The total number of variables examined for non-normality throughout Tables 9 to 12 is 188 (4 x 47) . At p < .01, we would expect that approximately 2 variables would be non-normal due to chance alone; at p < .05. The total number of variables significant

at p < .01 is in fact six, which is not much greater than the number predicted by chance. Furthermore, no variable is non-normal more than once. Normality is therefore not refuted.

But what of the sample variances? Variance is a measure of the degree of dispersion of the sample observations around the mean, which takes into account all of the observations for that sample. It is therefore strongly influenced by the frequencies of the observations occurring between the minimum and maximum values, but is not necessarily affected by the absolute values of the minimum and maximum observations nor by the magnitude of the range between them.

In terms of the present situation, this means that although Chimbu Gorge may have a range of variation for any one variable that is far in excess of those for any one of the other regions, the variances will be equivalent so long as the regions display similar tendencies in the distributions of their observations around the mean.

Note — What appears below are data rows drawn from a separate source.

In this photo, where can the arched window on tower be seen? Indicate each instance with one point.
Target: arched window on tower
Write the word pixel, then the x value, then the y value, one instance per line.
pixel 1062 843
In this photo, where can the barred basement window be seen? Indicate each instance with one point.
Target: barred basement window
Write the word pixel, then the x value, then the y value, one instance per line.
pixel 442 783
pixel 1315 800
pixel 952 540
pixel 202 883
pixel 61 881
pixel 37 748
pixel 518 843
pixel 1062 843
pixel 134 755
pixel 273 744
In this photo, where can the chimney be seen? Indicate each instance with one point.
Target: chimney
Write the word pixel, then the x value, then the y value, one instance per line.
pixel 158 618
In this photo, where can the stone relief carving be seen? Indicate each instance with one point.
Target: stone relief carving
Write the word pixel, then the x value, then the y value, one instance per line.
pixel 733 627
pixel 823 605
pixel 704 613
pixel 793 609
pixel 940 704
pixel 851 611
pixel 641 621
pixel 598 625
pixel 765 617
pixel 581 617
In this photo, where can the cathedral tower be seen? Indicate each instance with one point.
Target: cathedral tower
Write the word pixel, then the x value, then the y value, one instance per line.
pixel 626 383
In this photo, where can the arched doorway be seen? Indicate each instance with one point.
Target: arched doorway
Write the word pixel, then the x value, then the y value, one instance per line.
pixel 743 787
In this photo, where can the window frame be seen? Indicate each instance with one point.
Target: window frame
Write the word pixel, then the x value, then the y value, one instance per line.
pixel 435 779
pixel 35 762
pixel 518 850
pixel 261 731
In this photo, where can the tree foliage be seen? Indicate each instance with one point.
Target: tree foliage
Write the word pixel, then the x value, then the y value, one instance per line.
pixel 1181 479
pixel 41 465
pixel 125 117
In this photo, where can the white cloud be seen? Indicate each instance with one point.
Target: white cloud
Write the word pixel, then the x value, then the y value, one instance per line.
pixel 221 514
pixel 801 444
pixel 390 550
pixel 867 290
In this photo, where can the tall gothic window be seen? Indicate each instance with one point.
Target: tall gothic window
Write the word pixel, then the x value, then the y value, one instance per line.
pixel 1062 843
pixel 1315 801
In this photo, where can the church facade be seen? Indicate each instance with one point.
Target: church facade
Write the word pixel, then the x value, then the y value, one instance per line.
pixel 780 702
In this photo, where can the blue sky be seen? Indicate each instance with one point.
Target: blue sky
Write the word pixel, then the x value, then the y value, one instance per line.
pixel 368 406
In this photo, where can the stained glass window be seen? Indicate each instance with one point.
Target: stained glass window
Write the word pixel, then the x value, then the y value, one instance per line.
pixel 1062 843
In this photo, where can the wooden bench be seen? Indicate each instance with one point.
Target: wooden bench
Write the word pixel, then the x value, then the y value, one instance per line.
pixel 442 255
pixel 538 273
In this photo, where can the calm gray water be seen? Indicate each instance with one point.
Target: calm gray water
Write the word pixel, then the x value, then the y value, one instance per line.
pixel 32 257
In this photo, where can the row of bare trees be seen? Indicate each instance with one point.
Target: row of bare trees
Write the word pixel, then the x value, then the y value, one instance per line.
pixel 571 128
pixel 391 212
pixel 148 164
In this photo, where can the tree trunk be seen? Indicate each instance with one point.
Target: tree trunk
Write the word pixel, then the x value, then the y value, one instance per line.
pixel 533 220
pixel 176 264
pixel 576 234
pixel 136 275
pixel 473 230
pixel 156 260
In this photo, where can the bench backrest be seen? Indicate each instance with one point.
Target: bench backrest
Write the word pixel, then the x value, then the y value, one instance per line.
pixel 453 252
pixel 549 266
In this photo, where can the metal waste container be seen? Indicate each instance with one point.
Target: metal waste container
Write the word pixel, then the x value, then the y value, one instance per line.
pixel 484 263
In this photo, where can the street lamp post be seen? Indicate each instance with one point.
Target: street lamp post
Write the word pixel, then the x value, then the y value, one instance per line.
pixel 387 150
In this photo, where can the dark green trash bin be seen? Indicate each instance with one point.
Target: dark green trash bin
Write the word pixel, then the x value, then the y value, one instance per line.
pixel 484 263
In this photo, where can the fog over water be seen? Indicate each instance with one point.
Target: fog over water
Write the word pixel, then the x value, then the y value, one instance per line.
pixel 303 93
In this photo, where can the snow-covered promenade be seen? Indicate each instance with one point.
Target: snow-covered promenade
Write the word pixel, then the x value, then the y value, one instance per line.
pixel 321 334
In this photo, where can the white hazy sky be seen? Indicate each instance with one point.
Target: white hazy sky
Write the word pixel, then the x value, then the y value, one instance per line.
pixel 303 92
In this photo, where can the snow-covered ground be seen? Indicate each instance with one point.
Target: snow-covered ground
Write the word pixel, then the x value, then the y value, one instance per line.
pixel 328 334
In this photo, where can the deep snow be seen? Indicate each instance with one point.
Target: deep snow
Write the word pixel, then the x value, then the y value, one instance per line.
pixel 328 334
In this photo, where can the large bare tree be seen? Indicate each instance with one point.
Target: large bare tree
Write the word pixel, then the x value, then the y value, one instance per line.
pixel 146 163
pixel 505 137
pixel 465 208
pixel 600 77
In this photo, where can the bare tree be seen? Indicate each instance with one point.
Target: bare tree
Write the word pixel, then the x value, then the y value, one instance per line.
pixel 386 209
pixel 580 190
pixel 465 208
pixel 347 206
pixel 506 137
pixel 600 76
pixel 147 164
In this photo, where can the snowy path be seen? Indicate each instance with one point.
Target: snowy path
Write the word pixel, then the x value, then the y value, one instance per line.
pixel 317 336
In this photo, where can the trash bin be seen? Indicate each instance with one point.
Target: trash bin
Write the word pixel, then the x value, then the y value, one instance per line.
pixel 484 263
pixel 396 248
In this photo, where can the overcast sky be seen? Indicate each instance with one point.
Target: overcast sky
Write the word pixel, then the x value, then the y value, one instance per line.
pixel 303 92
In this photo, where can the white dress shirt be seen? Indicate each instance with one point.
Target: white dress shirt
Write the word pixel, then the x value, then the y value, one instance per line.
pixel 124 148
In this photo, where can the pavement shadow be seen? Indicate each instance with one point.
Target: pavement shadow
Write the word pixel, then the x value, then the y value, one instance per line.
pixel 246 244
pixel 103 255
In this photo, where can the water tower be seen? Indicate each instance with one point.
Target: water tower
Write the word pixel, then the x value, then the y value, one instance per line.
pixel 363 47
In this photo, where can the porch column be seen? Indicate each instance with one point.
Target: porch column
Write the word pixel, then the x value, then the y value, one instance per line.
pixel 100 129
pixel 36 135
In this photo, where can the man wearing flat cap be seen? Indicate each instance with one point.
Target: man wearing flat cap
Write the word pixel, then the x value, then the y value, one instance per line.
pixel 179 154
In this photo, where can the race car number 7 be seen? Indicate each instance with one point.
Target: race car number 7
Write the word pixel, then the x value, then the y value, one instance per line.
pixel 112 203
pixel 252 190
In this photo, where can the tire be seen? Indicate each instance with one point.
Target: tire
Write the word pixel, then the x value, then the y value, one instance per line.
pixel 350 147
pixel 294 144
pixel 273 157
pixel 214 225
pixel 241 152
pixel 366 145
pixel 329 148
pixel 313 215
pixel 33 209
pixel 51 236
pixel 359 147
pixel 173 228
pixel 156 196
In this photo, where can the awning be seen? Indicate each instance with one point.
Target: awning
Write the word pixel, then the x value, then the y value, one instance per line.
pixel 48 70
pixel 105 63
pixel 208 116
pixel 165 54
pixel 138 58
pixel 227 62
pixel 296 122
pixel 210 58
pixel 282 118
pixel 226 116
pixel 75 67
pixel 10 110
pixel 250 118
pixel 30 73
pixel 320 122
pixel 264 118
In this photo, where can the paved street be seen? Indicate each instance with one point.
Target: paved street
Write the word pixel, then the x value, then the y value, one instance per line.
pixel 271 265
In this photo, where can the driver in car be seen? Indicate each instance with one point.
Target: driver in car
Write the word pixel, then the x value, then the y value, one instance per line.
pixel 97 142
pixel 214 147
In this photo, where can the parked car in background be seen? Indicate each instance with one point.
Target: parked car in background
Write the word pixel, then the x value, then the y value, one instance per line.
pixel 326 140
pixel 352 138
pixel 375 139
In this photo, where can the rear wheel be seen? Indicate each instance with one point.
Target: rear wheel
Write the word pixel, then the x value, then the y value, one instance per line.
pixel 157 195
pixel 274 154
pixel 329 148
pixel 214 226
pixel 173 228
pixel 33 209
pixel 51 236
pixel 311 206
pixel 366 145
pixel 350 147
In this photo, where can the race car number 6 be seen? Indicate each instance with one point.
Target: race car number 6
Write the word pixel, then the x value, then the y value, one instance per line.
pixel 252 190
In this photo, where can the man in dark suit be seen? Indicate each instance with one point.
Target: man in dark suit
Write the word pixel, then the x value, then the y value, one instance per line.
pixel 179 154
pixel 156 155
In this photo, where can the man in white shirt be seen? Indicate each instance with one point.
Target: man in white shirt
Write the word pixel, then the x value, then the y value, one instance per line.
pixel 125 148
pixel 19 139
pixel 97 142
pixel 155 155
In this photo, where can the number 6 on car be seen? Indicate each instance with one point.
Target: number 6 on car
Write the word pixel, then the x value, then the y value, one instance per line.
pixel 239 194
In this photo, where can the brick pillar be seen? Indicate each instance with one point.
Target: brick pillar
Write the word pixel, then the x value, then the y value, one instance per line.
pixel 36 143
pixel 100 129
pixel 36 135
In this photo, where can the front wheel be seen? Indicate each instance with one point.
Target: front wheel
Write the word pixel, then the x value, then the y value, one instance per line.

The statistic used to test the hypothesis that two sample variances are equal is the F value, which is the ratio of the larger variance to the smaller. If the calculated value of F is significant at a predetermined level (in this case, p < .05), then the hypothesis of equal variances is rejected. In situations where the sample variances are not significantly different, then a pooled-variance t- test is the appropriate statistic to test the difference of the sample means. However, if F is significant, then a separate-variance t-test is required. Further elaboration of the statistics underlying the application of the t-test can be found in Sokal and Rohlf (1969:220— 223) .

The F test of variance equality was conducted for all variables in each of the pairwise regional comparisons of the means (Tables 13 to

18) . The number of variables with a significant F value for each pairwise comparison is listed below:

CG NK Mariko (MA) 5 5 Chimbu Gorge (CG) - 1 Nebilyer-Kaugel (NK) - ER 3 3 4

While it is generally true that the pairwise comparisons involving unequal sample sizes tend to have a greater number of variables significant for F, the actual numbers of variables for each of the comparisons is very small. Of the total number of observations (47 variables x six pairwise comparisons = 282), we would expect around 14 to be significant due to chance alone at p < .05. The actual number of variables significant for F at p < .05 is 21. Inequality of variance is therefore probably not going to have a deleterious effect upon the t-tests, and hence upon the indications of significant regional variation. For those variables that do display significant inequalities between the sample variances, the separate-variance t- test has been used to safeguard against assumption violations.